Is it possible to configure a printer shared from a generic file and print server in a domain, call it FILEPRINT01, which has a shared printer called OFFICE01, to only allow certain computers to print to it?
Imagine our users can hot desk and any given user can use any given client computer… but we only want people on certain computers to be allowed to print?
For example,
MARY on CLIENT01 tries to print to \\FILEPRINT01\OFFICE01 - OK
JOHN on CLIENT01 tried to print to \\FILEPRINT01\OFFICE01 - OK
MARY on CLIENT99 tries to print to \\FILEPRINT01\OFFICE01 - NO
JOHN on CLIENT99 tries to print to \\FILEPRINT01\OFFICE01 - NO
So, John and Mary are both allowed to print to the printer but only CLIENT01 is allowed print to it so if either user tries to print from that machine it will work.

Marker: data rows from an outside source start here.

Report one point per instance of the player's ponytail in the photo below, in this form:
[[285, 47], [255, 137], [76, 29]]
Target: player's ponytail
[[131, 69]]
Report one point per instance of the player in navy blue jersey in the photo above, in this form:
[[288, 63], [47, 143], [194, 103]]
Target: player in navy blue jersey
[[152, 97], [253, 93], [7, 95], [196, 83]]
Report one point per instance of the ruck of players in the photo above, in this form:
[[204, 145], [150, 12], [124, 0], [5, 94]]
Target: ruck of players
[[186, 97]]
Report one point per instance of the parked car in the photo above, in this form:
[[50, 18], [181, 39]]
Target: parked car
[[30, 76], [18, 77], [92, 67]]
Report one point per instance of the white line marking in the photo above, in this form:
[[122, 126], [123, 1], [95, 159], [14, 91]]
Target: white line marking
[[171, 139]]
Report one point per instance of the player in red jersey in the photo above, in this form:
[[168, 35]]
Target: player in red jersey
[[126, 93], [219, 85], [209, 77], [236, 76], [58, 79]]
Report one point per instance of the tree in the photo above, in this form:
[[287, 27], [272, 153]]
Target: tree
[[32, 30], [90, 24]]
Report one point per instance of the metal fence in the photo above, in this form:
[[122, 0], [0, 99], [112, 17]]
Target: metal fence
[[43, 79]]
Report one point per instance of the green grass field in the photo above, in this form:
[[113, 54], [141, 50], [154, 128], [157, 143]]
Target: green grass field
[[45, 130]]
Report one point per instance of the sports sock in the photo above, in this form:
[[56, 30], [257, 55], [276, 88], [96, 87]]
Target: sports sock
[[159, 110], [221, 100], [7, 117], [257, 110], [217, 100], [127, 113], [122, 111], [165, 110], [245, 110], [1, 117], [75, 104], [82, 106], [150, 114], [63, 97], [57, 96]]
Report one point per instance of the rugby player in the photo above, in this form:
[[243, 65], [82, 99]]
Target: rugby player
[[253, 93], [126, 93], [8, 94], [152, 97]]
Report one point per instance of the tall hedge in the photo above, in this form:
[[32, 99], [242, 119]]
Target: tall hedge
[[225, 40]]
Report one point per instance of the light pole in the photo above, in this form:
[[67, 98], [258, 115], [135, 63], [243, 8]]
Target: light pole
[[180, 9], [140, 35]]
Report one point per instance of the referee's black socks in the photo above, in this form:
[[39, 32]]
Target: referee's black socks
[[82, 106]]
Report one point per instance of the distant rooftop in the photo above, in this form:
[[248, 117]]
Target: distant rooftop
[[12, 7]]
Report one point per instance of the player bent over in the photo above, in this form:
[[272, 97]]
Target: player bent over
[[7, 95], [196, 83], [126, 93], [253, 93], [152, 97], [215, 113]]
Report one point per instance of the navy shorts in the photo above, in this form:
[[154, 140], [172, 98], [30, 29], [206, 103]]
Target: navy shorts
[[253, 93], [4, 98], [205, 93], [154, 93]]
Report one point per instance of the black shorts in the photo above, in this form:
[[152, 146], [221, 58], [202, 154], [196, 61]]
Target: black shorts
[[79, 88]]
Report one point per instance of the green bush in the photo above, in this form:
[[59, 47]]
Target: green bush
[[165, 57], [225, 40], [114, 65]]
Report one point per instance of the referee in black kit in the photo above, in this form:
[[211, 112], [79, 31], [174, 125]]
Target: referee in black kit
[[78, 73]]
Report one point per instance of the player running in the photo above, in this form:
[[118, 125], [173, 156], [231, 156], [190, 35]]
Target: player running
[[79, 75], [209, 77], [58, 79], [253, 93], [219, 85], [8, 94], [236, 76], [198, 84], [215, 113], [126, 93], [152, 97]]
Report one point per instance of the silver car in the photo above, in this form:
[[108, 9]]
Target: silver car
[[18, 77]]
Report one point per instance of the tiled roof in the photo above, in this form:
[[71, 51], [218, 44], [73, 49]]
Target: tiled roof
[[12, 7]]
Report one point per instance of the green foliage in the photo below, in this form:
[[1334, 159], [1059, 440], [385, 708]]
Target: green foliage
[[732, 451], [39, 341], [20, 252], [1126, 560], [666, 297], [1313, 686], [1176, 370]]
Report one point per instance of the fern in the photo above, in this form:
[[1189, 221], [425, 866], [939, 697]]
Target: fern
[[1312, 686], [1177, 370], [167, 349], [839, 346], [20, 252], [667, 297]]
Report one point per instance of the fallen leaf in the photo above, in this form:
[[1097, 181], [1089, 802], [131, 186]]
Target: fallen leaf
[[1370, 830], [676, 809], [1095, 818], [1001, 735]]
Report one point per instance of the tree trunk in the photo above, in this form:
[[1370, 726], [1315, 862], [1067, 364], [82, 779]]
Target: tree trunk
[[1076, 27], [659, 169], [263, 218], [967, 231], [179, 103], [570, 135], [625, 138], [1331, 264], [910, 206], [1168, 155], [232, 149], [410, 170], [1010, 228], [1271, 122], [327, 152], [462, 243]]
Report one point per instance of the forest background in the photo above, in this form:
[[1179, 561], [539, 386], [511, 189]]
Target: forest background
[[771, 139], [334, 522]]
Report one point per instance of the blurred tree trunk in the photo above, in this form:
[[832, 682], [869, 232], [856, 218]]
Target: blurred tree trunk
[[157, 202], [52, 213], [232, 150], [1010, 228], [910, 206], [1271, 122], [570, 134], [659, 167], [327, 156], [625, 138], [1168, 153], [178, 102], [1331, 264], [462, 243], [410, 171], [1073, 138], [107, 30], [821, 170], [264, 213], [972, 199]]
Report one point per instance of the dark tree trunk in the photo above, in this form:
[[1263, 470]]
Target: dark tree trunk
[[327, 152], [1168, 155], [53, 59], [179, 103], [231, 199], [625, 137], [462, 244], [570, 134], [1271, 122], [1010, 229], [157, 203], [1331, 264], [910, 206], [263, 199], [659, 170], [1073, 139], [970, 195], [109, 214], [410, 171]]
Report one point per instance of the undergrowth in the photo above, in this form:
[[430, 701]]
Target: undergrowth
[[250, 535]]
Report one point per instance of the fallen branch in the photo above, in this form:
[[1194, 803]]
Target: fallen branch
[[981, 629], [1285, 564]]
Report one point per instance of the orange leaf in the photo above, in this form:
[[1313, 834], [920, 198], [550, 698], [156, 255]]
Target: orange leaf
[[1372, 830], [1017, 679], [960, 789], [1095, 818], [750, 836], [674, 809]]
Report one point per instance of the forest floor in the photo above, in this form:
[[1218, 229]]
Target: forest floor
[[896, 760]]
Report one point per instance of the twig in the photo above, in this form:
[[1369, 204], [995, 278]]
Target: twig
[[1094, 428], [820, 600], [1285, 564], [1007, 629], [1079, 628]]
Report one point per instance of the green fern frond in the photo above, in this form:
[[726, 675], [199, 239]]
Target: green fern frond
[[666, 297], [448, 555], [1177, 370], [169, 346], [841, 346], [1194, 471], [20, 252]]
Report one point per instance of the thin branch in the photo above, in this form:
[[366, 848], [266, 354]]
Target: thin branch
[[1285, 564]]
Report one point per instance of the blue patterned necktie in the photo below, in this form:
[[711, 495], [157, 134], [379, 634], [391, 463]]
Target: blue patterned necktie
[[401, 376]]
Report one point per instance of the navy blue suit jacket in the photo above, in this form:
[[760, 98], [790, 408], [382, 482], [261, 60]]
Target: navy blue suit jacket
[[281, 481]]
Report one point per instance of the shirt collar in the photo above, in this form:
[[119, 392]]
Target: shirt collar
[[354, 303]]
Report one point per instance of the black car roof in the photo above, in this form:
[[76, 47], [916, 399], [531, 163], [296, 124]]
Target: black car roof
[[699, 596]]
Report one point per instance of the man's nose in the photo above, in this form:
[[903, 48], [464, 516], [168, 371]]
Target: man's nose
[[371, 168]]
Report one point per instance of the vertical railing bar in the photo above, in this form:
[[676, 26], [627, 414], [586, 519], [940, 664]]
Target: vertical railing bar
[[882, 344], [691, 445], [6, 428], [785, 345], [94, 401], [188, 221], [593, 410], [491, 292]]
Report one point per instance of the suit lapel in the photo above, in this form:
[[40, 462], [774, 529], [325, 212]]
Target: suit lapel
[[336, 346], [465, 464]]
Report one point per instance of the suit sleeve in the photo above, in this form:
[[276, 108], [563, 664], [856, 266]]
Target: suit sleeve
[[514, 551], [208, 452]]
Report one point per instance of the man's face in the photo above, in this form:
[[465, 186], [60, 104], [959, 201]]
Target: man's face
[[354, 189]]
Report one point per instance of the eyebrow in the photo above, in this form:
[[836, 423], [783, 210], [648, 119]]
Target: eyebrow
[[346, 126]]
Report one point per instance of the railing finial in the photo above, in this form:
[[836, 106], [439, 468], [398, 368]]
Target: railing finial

However, CLIENT99 is not allowed print to the printer so when either user tries to print it will not be allowed.
Is this possible?
Best Answer
Much like when I asked this:
Device-based permissions in a Windows Printing environment
It turns out not to be possible. Printing is handled on the User's token, not the device's token. So when a user goes to print, they access the print-share with their own security credentials. The Workstation's credentials are no part of that transaction. Therefore, you can't do device-based restrictions for printing on Windows.